Третья же черта его в том, что такое “немогущество” мысли, сохраняющееся в самом ее сердце, даже после того как она обрела способность, определимую как творчество, — есть не что иное, как множество двойственных знаков, которые все более нарастают, становятся диаграмматическими чертами или бесконечными движениями, обретая значимость по праву, тогда как до сих пор они были лишь ничтожными фактами и в прежних образах мысли отбрасывались при отборе. Вопрос о том, отмечают авторы, в каких случаях и до какой степени одни философы являются “учениками” другого, а в каких случаях, напротив, ведут его критику, меняя план и создавая иной образ, — этот вопрос требует сложных и относительных оценок, тем более что занимающие план концепты никогда не поддаются простой дедукции.

По мнению Делёза и Гваттари, решение этих проблем может продвинуться вперед лишь при условии отказа от узко исторического взгляда на “до” и “после” и рассмотрения не столько истории философии, сколько времени философии. Это стратиграфическое время, где “до” и “после” обозначают всего лишь порядок напластований. Философское время это время всеобщего сосуществования, где “до” и “после” не исключаются, но откладываются друг на друга в стратиграфическом порядке. Философия это становление, а не история, сосуществование планов, а не последовательность систем. Например, cogito Декарта сотворено как концепт, однако у него есть пресуппозиции. Не в том смысле, в каком один концепт предполагает другие (например, “человек” предполагает “животное” и “разумное”). Здесь пресуппозиции имплицитны, субъективны, преконцептуальны и формируют образ мысли: все знают, что значит мыслить. Все обладают возможностью мыслить, все желают истины... А есть ли что-то другое, кроме этих двух элементов концепта и плана имманенции, т. е. образа мысли, который должны занять концепты одной группы (cogito и сочетаемые с ним концепты)?

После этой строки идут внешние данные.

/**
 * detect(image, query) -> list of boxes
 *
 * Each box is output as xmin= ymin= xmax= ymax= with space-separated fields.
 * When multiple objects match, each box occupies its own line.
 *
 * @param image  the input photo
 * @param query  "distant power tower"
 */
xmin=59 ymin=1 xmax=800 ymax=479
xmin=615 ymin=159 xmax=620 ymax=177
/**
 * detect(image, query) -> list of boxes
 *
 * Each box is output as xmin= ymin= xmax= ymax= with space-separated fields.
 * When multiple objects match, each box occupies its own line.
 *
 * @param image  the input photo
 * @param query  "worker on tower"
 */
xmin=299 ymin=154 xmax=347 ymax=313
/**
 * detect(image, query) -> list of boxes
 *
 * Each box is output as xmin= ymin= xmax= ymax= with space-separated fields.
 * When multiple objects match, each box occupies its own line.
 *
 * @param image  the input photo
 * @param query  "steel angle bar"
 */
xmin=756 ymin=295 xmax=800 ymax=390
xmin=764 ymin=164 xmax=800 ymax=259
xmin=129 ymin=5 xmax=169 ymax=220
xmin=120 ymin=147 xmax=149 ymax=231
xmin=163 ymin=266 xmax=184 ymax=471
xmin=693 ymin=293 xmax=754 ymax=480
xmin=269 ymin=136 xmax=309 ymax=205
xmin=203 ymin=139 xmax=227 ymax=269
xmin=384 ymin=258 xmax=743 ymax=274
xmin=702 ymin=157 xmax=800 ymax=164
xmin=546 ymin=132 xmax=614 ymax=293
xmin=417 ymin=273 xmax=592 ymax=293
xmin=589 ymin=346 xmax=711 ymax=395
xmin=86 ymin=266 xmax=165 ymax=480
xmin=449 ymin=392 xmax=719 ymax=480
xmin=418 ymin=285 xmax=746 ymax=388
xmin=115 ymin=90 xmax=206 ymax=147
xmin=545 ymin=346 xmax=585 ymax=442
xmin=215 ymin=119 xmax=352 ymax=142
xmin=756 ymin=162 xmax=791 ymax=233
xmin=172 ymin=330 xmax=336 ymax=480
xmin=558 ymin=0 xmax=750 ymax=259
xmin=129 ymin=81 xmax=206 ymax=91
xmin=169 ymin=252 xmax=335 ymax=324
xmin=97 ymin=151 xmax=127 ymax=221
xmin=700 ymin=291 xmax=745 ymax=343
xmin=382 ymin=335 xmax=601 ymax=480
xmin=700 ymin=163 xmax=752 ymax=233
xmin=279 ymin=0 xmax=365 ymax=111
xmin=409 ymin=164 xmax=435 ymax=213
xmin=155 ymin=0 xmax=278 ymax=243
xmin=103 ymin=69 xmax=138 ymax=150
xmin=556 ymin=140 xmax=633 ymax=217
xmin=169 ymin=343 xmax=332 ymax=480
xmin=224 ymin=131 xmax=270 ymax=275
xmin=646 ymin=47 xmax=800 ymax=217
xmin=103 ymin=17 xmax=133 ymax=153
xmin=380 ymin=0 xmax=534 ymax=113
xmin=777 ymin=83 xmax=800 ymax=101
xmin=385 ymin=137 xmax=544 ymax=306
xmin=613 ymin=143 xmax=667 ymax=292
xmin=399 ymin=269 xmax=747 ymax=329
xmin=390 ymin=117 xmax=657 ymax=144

Авторы вопрошают: “Есть ли в случае Декарта что-то иное, кроме сотворенного cogito и предполагаемого образа мысли?”

Да, по мысли Делёза и Гваттари, есть и нечто иное, несколько таинственное это Идиот: именно он говорит “Я” именно он провозглашает cogito, но он же и обладает субъективными пресуппозициями, то есть чертит план. Идиот это частный мыслитель, противостоящий публичному профессору (схоласту): профессор все время ссылается на школьные концепты (человек разумное животное), частный же мыслитель формирует концепт из врожденных сил, которыми по праву обладает каждый сам по себе (я мыслю). Таков весьма странный тип персонажа — желающий мыслить и мыслящий самостоятельно, посредством “естественного света” Идиот — это концептуальный персонаж.

По Делёзу и Гваттари, “идиот” возникает вновь уже в иную эпоху, в ином контексте — тоже христианском, но русском. Сделавшись славянином, идиот остался оригиналом — частным мыслителем, но оригинальность его переменилась. Шестов обнаруживает у Достоевского зачаток новой оппозиции между частным мыслителем и публичным профессором. Прежнему идиоту требовались очевидности, к которым он пришел бы сам, а покамест он готов был сомневаться во всем, даже в том, что 3+2=5; он ставил под сомнение любые истины Природы. Новому идиоту совершенно не нужны очевидности, он никогда не “смирится” с тем, что 3+2=5, он желает абсурда — это уже другой образ мысли. Прежний хотел истины, новый же хочет сделать высшим могуществом мысли абсурд — т. е. творить. Прежний хотел давать отчет только разуму, новый же, более близкий к Иову чем к Сократу хочет, чтобы ему дали отчет о “каждой жертве Истории”; это разные концепты. Он никогда не согласится принять истины Истории. Прежний идиот хотел самостоятельно разобраться, что поддается пониманию, а что нет, что разумно, а что нет, что погибло, а что спасено; новый же идиот хочет, чтобы ему вернули погибшее, не поддающееся пониманию, абсурдное. Это очевидным образом иной персонаж, произошла мутация. И тем не менее оба идиота связаны тонкой нитью как будто первый должен потерять рассудок, чтобы изначально утраченное им при обретении рассудка мог найти второй. Концептуальный персонаж — это не представитель философа, скорее даже наоборот, философ предоставляет лишь телесную оболочку для своего главного концептуального персонажа и всех остальных, которые служат высшими заступниками, истинными субъектами его философии. Философ — это идиосинкразия его концептуальных персонажей.